Annexe 4. Emplois figurés du lexique des peaux et du cuir
p. 221-224
Texte intégral
1Les textes comiques et leur langue vulgaire1 sont riches en métaphores relatives au travail des peaux, à commencer par les images relevant de l’écorchement (verbe δέρειν ou composé), tant les coups pleuvent dans les comédies et meurtrissent, voire arrachent la peau2.
« Gare à ta peau ! »
« Écorcher quelqu’un » à force de le battre : δέρειν et composés
2C’est Aristophane qui fournit le plus grand nombre d’occurrences du verbe δέρειν et de ses composés dans cet emploi figuré3.
3AR. Cav. 370
Le Charcutier menace le Paphlagonien : « Je t’écorcherai, qu’on fasse <de ta peau> un sac à rapines », δερῶ σε θύλακον κλοπῆς.
4AR. Gr. 619
Xanthias propose à Éaque de mettre l’esclave à la question : « Donne-lui du fouet à pointes, écorche-le », ὑστριχίδι μαστιγῶν, δέρων.
5AR. Gu. 485
Bdélycléon au Chœur : « Voulez-vous me débarrasser de votre présence ? Ou est-il décrété que je serai écorché et écorcherai toute la journée ? », Ἢ δέδοκταί μοι δέρεσθαι καὶ δέρειν δι’ ἡμέρας;
6La même métaphore se retrouve, sans surprise, dans un Mime d’Hérondas, mais aussi dans un fragment de discours de l’orateur Hypéride, confirmant ainsi qu’elle est passée dans l’usage4.
7HER. III, 3 et 88
Métrotimé donne l’ordre au maître d’école de son fils, qui fait l’école buissonnière, de ne pas cesser de le fouetter avec une queue de bœuf (v. 68) : « Ce garnement [...] écorche-lui la peau du dos (au point que son âme ne tienne plus qu’au bord des lèvres) », τοῦτον κατ’ ὤμον δεῖρον ; « écorche-lui la peau jusqu’au coucher du soleil », δεῖρον δ’ἄχρις ἥλιος δύσῃ.

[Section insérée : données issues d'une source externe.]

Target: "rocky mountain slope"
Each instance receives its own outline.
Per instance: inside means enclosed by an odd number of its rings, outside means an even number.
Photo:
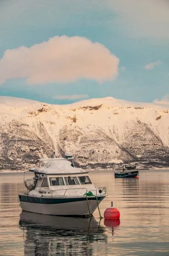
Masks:
[[[0,169],[26,169],[40,157],[75,155],[76,166],[169,166],[169,105],[112,97],[65,105],[0,97]]]

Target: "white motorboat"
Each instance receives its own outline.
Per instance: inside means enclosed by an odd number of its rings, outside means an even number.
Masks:
[[[24,173],[27,190],[19,195],[23,211],[56,215],[90,215],[106,195],[105,187],[96,188],[88,172],[74,167],[73,156],[42,159],[39,168]],[[41,166],[41,162],[45,163]],[[28,173],[32,177],[25,177]]]

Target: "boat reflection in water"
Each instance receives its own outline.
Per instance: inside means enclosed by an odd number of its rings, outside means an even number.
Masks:
[[[25,256],[92,256],[93,243],[107,242],[107,229],[94,218],[49,216],[23,212]]]

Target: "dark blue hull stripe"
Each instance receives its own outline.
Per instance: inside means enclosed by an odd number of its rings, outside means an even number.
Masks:
[[[138,176],[138,171],[130,172],[129,172],[121,173],[115,173],[115,178],[135,178],[136,176]]]
[[[102,201],[105,196],[98,197],[99,201]],[[26,202],[27,203],[32,203],[33,204],[64,204],[65,203],[71,203],[73,202],[79,202],[86,201],[86,198],[37,198],[23,195],[19,195],[19,198],[20,202]],[[87,197],[89,201],[90,200],[96,200],[96,197]]]

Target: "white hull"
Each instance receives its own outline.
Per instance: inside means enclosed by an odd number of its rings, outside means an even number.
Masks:
[[[98,198],[98,204],[101,202]],[[90,211],[93,214],[97,207],[96,200],[88,200]],[[87,200],[62,204],[36,204],[20,202],[23,211],[50,215],[70,215],[89,214]]]

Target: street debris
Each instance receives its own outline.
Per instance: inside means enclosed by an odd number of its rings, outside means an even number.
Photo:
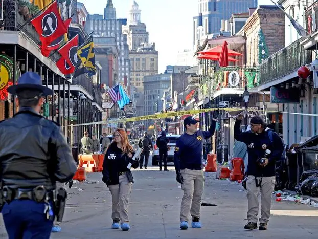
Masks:
[[[310,198],[304,199],[298,195],[289,194],[288,192],[282,192],[281,191],[274,191],[273,194],[276,196],[275,199],[277,202],[281,201],[294,202],[296,203],[311,205],[314,207],[318,207],[318,203],[314,201],[311,201]]]

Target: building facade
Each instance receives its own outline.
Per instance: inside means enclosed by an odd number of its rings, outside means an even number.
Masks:
[[[144,77],[144,115],[153,115],[163,109],[162,96],[170,85],[171,74],[159,74]],[[153,120],[146,121],[148,127]]]
[[[141,10],[135,1],[133,1],[128,13],[128,23],[123,28],[123,33],[128,35],[129,50],[137,49],[142,44],[149,42],[149,33],[146,24],[141,21]]]
[[[129,58],[131,84],[139,93],[143,93],[144,77],[158,73],[158,52],[154,43],[144,44],[130,50]]]
[[[230,19],[233,13],[246,12],[257,7],[257,0],[199,0],[199,12],[193,17],[193,49],[209,34],[220,32],[222,20]]]
[[[122,83],[126,81],[130,84],[130,62],[127,37],[122,33],[122,28],[126,24],[126,19],[117,19],[116,10],[111,0],[108,0],[104,9],[104,16],[99,14],[88,15],[85,24],[87,32],[94,31],[95,37],[113,37],[115,38],[119,55],[118,61],[118,75],[114,83]]]

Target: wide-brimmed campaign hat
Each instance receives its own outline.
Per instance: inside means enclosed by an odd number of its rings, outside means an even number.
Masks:
[[[42,85],[42,79],[35,72],[28,72],[23,74],[18,80],[17,84],[8,87],[8,91],[12,95],[15,95],[17,91],[24,89],[38,90],[43,93],[41,96],[52,94],[51,89]]]

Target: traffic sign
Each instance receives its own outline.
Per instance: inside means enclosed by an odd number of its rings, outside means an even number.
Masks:
[[[228,105],[230,104],[229,101],[219,101],[219,107],[226,107]]]

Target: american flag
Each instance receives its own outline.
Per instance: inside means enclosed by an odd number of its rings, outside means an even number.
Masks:
[[[111,99],[114,102],[117,102],[119,100],[120,100],[120,94],[119,94],[119,84],[116,86],[113,87],[108,92]]]

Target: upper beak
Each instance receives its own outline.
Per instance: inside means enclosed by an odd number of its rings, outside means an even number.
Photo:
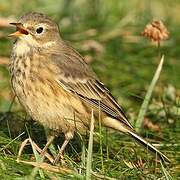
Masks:
[[[17,31],[12,34],[9,34],[8,37],[18,37],[29,34],[28,30],[23,26],[22,23],[10,23],[10,24],[16,26]]]

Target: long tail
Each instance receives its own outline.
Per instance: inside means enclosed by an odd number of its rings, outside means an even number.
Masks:
[[[128,133],[141,145],[143,145],[144,148],[146,148],[148,151],[156,155],[159,159],[161,159],[163,162],[167,161],[170,162],[170,160],[163,154],[161,153],[158,149],[156,149],[153,145],[148,143],[146,140],[144,140],[142,137],[137,135],[135,132],[128,131]]]

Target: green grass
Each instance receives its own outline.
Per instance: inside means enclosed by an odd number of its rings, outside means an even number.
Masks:
[[[179,8],[177,0],[38,0],[29,3],[1,0],[3,17],[16,18],[26,11],[43,11],[55,19],[62,37],[81,54],[90,56],[94,71],[124,107],[133,125],[159,64],[156,45],[140,34],[153,18],[161,19],[167,25],[170,38],[160,49],[165,61],[145,114],[159,129],[143,128],[141,134],[159,146],[171,163],[167,166],[156,164],[154,158],[130,137],[100,126],[93,135],[93,144],[91,139],[89,172],[92,169],[92,179],[103,179],[103,176],[106,179],[177,179],[180,176]],[[11,29],[0,28],[0,32],[6,36]],[[87,40],[94,40],[98,46],[91,47]],[[11,46],[9,39],[1,38],[0,57],[9,57]],[[70,142],[66,148],[65,167],[57,169],[50,164],[39,167],[16,162],[23,140],[30,136],[43,148],[46,137],[43,128],[26,116],[17,101],[9,112],[13,99],[9,82],[7,66],[0,64],[0,179],[33,176],[35,179],[84,179],[88,137],[77,136]],[[56,147],[62,142],[63,136],[60,136],[55,141]],[[34,154],[32,147],[26,146],[20,159],[38,163]]]

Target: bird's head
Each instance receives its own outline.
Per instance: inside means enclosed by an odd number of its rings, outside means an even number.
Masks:
[[[10,24],[15,25],[17,31],[9,37],[24,41],[31,46],[45,46],[60,39],[57,24],[42,13],[27,13],[18,22]]]

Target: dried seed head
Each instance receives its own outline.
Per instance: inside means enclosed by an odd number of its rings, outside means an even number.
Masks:
[[[169,31],[162,21],[154,20],[147,24],[142,35],[156,42],[166,40],[169,37]]]

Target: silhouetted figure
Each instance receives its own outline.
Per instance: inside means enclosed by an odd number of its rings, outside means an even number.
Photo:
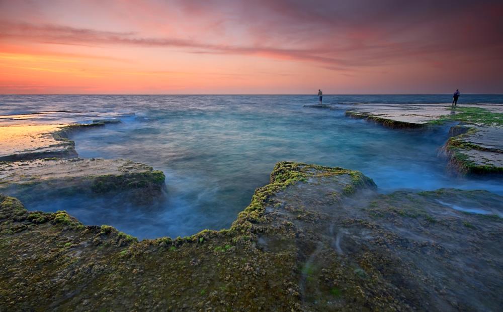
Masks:
[[[456,92],[452,95],[452,106],[456,106],[458,104],[458,98],[459,97],[459,90],[456,89]]]

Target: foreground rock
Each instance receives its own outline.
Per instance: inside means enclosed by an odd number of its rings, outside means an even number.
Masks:
[[[0,192],[34,197],[128,191],[130,200],[148,201],[163,189],[164,175],[124,159],[44,159],[0,164]]]
[[[499,310],[503,198],[375,188],[280,163],[230,229],[140,242],[2,196],[0,308]]]
[[[460,122],[450,130],[444,146],[451,165],[462,173],[503,173],[503,105],[363,105],[347,116],[395,128],[424,128]]]

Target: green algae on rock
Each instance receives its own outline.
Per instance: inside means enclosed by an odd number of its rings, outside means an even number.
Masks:
[[[129,200],[148,201],[164,185],[162,171],[124,159],[59,159],[0,165],[0,191],[20,198],[128,191]]]
[[[480,202],[502,211],[503,198],[459,190],[384,195],[375,188],[357,171],[279,163],[230,228],[141,242],[108,226],[84,226],[64,212],[28,212],[2,195],[0,308],[501,306],[501,219],[448,204]]]
[[[468,125],[451,128],[443,150],[462,173],[503,174],[503,129]]]
[[[77,157],[75,142],[68,139],[72,132],[120,122],[119,120],[95,121],[92,124],[62,126],[37,125],[0,127],[0,133],[3,135],[0,136],[0,161]],[[4,144],[1,144],[3,142]]]
[[[446,111],[450,114],[446,115]],[[451,128],[451,138],[442,150],[450,166],[458,173],[503,173],[503,106],[372,105],[360,106],[346,115],[373,121],[394,128],[424,128],[446,122],[460,122]]]

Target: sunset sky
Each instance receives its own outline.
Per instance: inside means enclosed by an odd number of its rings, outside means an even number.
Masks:
[[[0,0],[0,93],[503,93],[499,1]]]

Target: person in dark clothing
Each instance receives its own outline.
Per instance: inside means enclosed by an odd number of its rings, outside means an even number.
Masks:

8HYPER. fr. 200 (attribué au discours Contre Dorotheüs (no 36) par Sauppe) = POLL. III, 79
« Après l’avoir suspendu à la colonne il l’écorcha, si bien qu’aujourd’hui encore sa peau est couverte d’ecchymoses », Κρεμάσας ἐκ τοῦ κίονος ἐξέδειρεν, ὅθεν καὶ μωλώπων ἔτι νῦν τὸ δέρμα μεστὸν ἔχει.
9On rencontre enfin, en AR. Lys. 364, une double métaphore du même registre. Le Coryphée y menace la Coryphée en ces termes : « Si tu ne te tais pas, à coups de bâton je t’arracherai la dépouille », θενών σου’ κκοκιῶ τὸ γῆρας5. Le verbe ἐκκοκκίζω signifie au sens propre « enlever le pépin, égrener », d’où « faire disparaître, arracher » ; τὸ γῆρας désigne depuis Homère la vieillesse et, métaphoriquement, la peau abandonnée par le serpent lors de sa mue6.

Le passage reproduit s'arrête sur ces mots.